2) the ip addresses are skewed. they do not point
to the return location of a call nor to the location
of a call instruction. instead, they point to the
middle of a call instruction or some preceding
instruction. that depends on a length of a call
instruction. the formula for seems to be
ret_location - 4. that can't be correct in any case.


>
>>> Is another patch needed to remove the -fomit-frame-pointer you
>>> mentioned here? Maybe this is due to a new addition because manual
>>> configure.host hacking wasn't previously necessary.
>>>
>> i just didn't find any other way how to do it, so i replaced
>> all -fomit-frame-pointer to -fno-omit-frame-pointer in configure.host.
>
> Without DWARF-2 unwinding information (which is generated when
> you do not use SJLJ exceptions), the frame pointer (register
> EBP) is the only link that can be used to unwind through
> call frames. So I guess you should not use -fomit-frame-pointer
> if you want to be able to get stack traces when using SJLJ
> exceptions. If you're using DW2 exceptions though, you should
> use it on x86-32 at least to free up a valuable register.
>
but gcj is built with -fomit-frame-pointer even
when --enable-sjlj-exceptions
option is used, so i would suspect a configuration bug.

>
>>> There is an old patch that unfortunately hit a dead end, but helped with
>>> exceptions/stack traces by enabling basic Dwarf2 unwinding on win32
>>> (but not across .dll boundaries AFAIK)
>>>
>> not completely sure what it means. i remember somewhere in another post
>> it was told that just callbacks don't work.
>
> When using callbacks in Win32 GUI applications and using DW2
> exceptions, the unwinder is not able to unwind from the
> callback function all the way back to a suitable exception
> handler because the Win32 OS functions do not have any DW2
> unwind information associated with them.
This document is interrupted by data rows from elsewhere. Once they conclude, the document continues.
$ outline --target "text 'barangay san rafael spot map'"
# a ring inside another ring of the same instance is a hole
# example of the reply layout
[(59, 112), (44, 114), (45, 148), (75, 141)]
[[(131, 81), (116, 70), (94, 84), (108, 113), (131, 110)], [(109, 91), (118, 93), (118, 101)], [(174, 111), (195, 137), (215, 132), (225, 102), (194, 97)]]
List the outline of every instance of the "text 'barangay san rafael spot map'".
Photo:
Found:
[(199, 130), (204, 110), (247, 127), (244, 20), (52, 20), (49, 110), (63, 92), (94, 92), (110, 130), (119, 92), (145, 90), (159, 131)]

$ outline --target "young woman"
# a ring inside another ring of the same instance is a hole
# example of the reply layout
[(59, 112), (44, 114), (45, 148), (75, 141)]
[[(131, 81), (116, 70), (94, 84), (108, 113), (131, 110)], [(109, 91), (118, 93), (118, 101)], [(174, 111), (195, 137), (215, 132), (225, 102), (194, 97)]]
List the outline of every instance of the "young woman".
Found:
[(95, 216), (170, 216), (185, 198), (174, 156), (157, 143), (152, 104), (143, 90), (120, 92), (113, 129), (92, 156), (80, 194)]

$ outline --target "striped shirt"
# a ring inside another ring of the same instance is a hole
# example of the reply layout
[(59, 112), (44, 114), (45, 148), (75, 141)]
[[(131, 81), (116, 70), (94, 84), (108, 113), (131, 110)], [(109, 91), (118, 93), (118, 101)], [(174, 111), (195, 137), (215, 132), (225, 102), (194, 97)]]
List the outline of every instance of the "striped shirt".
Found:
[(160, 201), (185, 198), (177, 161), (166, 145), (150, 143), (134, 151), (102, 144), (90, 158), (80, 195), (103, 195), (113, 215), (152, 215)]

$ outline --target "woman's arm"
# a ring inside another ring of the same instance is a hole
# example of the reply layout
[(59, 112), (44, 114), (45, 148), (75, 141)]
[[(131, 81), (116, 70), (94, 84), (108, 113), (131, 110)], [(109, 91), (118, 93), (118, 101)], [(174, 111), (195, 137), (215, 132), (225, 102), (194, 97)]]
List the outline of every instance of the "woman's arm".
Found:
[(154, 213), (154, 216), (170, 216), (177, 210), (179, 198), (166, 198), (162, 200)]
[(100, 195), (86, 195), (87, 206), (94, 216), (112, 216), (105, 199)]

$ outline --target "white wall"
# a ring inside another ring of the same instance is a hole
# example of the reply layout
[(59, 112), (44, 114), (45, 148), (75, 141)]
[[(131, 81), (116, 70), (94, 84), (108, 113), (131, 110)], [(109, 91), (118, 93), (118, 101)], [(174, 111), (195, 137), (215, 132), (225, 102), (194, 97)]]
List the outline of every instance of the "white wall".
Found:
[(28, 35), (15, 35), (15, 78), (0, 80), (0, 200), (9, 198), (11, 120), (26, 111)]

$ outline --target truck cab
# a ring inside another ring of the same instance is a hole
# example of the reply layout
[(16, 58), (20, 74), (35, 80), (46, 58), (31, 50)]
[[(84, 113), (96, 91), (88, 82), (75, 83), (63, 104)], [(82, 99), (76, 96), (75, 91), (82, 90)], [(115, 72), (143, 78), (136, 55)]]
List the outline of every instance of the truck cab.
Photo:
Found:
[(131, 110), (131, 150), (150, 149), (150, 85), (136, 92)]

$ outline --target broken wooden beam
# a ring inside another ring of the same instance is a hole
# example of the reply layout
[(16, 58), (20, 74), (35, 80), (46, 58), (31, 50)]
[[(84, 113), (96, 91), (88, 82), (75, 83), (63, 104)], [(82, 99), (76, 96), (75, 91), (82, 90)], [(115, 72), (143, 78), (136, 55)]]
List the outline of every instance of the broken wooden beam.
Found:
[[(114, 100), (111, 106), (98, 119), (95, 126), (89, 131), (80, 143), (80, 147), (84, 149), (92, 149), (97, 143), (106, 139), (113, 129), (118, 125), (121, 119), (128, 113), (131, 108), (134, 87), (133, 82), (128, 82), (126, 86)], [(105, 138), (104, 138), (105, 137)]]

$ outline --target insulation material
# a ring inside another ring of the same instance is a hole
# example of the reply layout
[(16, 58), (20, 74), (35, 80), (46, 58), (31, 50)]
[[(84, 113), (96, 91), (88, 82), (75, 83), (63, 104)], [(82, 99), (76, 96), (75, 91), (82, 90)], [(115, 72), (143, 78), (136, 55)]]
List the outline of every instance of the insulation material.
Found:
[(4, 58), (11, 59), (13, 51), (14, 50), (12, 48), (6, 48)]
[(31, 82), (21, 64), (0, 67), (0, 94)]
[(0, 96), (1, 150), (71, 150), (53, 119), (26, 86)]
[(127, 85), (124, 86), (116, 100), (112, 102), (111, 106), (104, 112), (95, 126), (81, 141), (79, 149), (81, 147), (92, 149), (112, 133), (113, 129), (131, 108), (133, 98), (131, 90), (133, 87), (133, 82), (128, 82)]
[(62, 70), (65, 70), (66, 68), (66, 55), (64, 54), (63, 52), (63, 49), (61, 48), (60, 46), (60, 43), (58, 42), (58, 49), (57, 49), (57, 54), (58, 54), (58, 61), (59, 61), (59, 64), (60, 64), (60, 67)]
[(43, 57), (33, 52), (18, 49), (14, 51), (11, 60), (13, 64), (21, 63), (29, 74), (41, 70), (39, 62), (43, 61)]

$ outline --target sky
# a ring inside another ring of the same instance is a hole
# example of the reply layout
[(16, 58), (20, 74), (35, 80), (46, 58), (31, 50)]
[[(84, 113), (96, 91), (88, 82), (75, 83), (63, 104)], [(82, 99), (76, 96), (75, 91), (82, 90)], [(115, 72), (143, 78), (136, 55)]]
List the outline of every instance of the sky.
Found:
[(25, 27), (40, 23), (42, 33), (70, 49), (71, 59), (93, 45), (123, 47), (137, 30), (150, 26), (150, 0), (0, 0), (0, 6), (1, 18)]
It is perhaps possible
> to work around this by defining a suitable
> MD_FALLBACK_FRAME_STATE_FOR, but there seems to be no one with
> the requisite knowledge, time and enthusiasm to do this. :-/
>
thanks for this info. now i get why my test program can throw
exceptions from win32 callback.

> DW2 unwind information based exception handling is far superior
> (IMHO) to SJLJ-based EH and it would hurt a platform to not
> move over to DW2 EH especially for languages like Java where
> the general trend is to throw exceptions wily-nily. :-/
>
anyone investigated SEH (structured exception handling)?